At the end of the day, the party was so desperate they went back to the very senior Senator from Arizona. The frothing masses on the far right were not pleased and acted as one as if someone had persuaded Bread to reunite for their daughter’s wedding reception.

It was only a matter of time before someone from the right would step up to represent the Limbaught wing of the party. That was when John McCain decided to use the intervening period between his anointment and when the knife fight between Hillary and Barack would finally be settled to audition for the part of True Believer. That required an exhaustive rejiggering of every position he’s taken over the last eight years. None of it sold well, of course, but the lack of any apparent cognitive dissonance has been impressive. His only problem was that he hadn’t learned from his former colleague, Senator George Allen, and reckoned with the reputationally-eviscerating power of YouTube.

It wasn’t a very convincing performance. Senator McCain would have fared better if he’d been Harvey Fierstein auditioning for an SS Guard role in Schindler’s List.

The murmurs started in May that there was a Ralph Nader on the Republican’s radar, and it was the unlikeliest of would-be Libertarians, former Republican Georgia Congressman and Clinton-hunter nonpareil Bob Barr.

Sure enough, during the Libertarian Convention in Denver–where the Democratic convention will also be held in August–on May 25, 2008, Bob Barr walked away with the Libertarian Party Nomination for President Of The United States, and John McCain saw a desperately-needed four percent of the Republican vote flee town like the Libertarians just hung up a “Free beer!” sign.

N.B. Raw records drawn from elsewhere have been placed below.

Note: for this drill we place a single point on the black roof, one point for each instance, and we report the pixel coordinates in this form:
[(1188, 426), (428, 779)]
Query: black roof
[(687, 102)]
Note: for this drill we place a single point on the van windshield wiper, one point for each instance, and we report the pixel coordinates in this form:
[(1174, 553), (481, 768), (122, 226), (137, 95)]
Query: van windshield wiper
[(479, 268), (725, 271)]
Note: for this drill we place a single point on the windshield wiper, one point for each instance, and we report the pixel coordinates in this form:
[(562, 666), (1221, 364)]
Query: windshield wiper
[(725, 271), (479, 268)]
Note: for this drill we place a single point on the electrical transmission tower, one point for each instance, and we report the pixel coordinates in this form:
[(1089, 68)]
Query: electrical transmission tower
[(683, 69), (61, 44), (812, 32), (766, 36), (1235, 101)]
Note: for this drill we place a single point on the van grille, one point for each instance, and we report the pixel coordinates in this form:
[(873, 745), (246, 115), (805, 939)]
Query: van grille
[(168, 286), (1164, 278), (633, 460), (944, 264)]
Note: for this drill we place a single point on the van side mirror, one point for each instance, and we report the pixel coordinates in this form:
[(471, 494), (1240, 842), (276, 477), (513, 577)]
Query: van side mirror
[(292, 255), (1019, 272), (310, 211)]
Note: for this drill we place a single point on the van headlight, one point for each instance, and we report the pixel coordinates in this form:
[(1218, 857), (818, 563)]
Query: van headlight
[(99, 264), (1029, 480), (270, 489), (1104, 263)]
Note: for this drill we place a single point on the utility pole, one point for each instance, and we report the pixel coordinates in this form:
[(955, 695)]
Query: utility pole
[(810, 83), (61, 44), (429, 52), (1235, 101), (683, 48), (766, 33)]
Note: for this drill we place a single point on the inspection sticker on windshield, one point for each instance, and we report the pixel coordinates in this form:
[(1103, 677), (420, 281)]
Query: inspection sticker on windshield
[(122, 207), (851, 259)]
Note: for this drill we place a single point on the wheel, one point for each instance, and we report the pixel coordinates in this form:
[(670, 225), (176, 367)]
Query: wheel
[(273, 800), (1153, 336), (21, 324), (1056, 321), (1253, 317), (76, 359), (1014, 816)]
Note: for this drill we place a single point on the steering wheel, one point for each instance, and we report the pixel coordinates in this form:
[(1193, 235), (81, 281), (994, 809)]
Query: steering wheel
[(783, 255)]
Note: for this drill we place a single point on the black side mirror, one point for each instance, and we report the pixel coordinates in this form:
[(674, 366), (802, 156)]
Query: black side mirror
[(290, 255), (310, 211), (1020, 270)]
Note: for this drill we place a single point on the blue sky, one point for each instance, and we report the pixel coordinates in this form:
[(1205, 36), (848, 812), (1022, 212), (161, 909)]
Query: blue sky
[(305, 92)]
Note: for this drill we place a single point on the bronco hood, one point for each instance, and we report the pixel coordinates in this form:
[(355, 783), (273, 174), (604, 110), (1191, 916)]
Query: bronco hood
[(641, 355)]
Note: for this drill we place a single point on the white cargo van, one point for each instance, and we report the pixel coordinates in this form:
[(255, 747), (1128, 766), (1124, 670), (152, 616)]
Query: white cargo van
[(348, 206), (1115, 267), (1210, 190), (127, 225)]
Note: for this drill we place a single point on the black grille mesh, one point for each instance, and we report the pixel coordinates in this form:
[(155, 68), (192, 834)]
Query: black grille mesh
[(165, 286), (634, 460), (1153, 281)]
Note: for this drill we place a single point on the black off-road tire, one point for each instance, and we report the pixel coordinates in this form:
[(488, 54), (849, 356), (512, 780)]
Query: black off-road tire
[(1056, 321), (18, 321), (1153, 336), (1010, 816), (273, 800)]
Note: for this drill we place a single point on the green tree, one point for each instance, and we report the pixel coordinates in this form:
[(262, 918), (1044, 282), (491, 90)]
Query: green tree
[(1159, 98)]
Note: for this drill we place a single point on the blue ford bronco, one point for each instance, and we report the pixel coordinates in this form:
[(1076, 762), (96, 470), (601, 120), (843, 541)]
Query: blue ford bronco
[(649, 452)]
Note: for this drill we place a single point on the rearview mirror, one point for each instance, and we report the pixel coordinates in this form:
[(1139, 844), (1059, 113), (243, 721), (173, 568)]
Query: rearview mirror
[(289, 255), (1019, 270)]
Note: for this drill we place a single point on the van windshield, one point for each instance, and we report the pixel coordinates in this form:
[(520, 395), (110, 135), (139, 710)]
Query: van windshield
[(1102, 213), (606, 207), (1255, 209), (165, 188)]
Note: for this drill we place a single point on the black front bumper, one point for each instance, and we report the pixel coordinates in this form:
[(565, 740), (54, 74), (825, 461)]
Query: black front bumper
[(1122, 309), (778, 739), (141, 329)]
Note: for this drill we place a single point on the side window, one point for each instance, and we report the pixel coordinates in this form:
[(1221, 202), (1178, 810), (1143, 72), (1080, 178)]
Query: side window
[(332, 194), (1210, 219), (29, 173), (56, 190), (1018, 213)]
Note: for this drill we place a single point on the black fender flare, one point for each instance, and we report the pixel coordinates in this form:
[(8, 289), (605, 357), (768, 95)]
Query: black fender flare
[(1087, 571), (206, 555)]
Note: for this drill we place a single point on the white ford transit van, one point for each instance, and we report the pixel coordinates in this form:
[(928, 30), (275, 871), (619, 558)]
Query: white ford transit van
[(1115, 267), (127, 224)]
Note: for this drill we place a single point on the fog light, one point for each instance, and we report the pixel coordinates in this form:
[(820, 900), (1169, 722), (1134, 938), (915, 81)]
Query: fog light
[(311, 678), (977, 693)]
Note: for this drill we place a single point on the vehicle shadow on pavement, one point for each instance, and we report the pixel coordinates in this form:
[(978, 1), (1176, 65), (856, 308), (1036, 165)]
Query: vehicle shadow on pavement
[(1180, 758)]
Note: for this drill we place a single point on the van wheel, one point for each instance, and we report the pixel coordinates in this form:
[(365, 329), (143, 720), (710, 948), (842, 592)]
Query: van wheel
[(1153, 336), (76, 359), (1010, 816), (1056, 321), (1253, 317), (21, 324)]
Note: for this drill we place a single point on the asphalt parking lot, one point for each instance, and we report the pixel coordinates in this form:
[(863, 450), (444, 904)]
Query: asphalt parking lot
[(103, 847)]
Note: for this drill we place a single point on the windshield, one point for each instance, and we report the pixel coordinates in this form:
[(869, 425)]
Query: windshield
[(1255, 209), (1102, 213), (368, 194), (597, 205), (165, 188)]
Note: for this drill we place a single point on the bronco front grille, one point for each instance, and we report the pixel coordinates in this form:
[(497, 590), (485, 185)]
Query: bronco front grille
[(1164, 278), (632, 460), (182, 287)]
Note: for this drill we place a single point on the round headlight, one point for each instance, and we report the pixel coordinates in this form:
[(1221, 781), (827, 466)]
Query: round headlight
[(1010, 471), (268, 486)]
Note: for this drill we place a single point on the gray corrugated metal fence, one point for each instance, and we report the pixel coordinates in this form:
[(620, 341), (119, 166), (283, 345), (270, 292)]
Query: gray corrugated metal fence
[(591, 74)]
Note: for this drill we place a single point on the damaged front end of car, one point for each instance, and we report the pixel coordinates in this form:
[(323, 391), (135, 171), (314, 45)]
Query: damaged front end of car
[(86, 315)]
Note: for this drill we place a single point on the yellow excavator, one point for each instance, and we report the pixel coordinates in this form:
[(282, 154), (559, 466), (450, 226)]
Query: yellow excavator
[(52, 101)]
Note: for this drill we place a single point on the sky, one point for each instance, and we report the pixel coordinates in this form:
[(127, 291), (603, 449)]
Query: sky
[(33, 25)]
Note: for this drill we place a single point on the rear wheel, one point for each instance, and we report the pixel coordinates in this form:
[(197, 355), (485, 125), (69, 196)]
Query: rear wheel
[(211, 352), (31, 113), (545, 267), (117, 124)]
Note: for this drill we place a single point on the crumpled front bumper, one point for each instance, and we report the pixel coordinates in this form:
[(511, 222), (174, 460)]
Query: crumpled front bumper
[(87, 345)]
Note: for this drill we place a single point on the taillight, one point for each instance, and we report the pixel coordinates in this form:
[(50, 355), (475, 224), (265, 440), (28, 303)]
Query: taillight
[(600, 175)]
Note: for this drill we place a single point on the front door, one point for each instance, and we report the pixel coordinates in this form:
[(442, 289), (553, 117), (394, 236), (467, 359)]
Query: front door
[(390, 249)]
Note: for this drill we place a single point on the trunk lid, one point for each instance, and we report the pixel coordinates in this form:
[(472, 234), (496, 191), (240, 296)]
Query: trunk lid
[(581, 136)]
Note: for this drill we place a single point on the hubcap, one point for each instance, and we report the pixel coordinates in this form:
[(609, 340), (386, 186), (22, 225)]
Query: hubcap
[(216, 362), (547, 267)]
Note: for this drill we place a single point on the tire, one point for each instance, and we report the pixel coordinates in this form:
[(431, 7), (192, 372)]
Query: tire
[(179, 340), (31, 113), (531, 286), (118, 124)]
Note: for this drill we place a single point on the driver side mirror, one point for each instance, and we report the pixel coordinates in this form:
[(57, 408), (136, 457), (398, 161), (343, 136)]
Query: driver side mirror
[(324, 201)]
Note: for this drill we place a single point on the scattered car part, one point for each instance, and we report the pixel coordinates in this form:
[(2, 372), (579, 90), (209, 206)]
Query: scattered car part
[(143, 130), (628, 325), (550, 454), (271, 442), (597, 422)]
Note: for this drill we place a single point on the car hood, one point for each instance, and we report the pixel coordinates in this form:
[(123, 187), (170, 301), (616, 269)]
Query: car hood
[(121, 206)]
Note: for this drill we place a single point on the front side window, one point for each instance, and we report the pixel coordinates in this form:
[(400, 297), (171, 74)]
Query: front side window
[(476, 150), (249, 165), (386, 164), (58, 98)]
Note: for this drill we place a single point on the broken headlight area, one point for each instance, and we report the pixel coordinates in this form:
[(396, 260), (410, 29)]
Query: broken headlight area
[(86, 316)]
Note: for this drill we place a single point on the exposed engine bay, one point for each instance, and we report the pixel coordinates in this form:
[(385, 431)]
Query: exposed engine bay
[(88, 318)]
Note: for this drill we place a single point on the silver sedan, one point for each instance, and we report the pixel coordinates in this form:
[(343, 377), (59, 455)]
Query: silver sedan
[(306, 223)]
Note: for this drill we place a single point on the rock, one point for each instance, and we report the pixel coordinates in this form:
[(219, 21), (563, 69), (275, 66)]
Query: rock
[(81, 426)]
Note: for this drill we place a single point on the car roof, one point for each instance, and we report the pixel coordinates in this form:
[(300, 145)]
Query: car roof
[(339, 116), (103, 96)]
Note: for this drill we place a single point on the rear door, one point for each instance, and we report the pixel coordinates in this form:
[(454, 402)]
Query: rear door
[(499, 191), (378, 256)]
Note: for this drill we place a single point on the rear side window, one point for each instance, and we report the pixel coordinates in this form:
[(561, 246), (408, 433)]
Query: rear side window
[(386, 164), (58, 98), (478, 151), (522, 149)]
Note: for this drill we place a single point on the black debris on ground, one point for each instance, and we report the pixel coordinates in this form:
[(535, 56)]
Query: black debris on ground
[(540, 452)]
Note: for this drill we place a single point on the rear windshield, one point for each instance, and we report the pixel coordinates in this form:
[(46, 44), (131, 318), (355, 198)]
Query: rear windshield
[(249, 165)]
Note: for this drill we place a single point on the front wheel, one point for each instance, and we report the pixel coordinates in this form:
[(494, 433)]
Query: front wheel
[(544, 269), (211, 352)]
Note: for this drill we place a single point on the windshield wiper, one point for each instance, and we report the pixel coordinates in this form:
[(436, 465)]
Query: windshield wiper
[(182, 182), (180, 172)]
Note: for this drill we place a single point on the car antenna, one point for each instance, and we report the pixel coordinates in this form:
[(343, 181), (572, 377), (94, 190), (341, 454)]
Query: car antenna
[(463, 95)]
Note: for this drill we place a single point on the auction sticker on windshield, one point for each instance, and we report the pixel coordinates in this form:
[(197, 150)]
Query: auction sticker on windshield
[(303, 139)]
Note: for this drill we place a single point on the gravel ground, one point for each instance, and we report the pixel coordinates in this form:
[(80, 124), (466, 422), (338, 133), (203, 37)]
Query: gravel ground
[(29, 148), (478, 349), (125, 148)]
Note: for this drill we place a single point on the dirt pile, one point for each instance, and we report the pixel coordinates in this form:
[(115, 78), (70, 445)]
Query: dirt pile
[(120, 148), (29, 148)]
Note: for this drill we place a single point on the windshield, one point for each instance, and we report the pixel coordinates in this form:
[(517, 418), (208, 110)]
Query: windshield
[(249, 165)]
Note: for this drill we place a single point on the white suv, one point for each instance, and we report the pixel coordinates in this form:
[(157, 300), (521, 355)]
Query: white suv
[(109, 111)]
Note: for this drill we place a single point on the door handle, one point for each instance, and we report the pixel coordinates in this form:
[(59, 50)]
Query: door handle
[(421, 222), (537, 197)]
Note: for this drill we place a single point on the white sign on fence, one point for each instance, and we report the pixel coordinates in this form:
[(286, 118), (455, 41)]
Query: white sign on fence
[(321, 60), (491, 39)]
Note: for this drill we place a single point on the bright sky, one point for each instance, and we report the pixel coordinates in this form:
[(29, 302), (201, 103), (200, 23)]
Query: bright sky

There are many Democrats who continuously gripe about Ralph Nader handing the race to George W. Bush in 2000. In truth, the candidate himself and, to a lesser but somewhat more disgraceful extent, the U.S. Supreme Court, were far more complicit in deraling Gore-Lieberman 2000.

American politics is replete with the perverse and the ironic, and it would be infinitely amusing if one of the most virulent Clinton-haters of them all were significantly responsible for returning a Democrat to the White House.

Bob Barr will never be President. But thanks to his campaign there’s a good chance John McCain will never be either.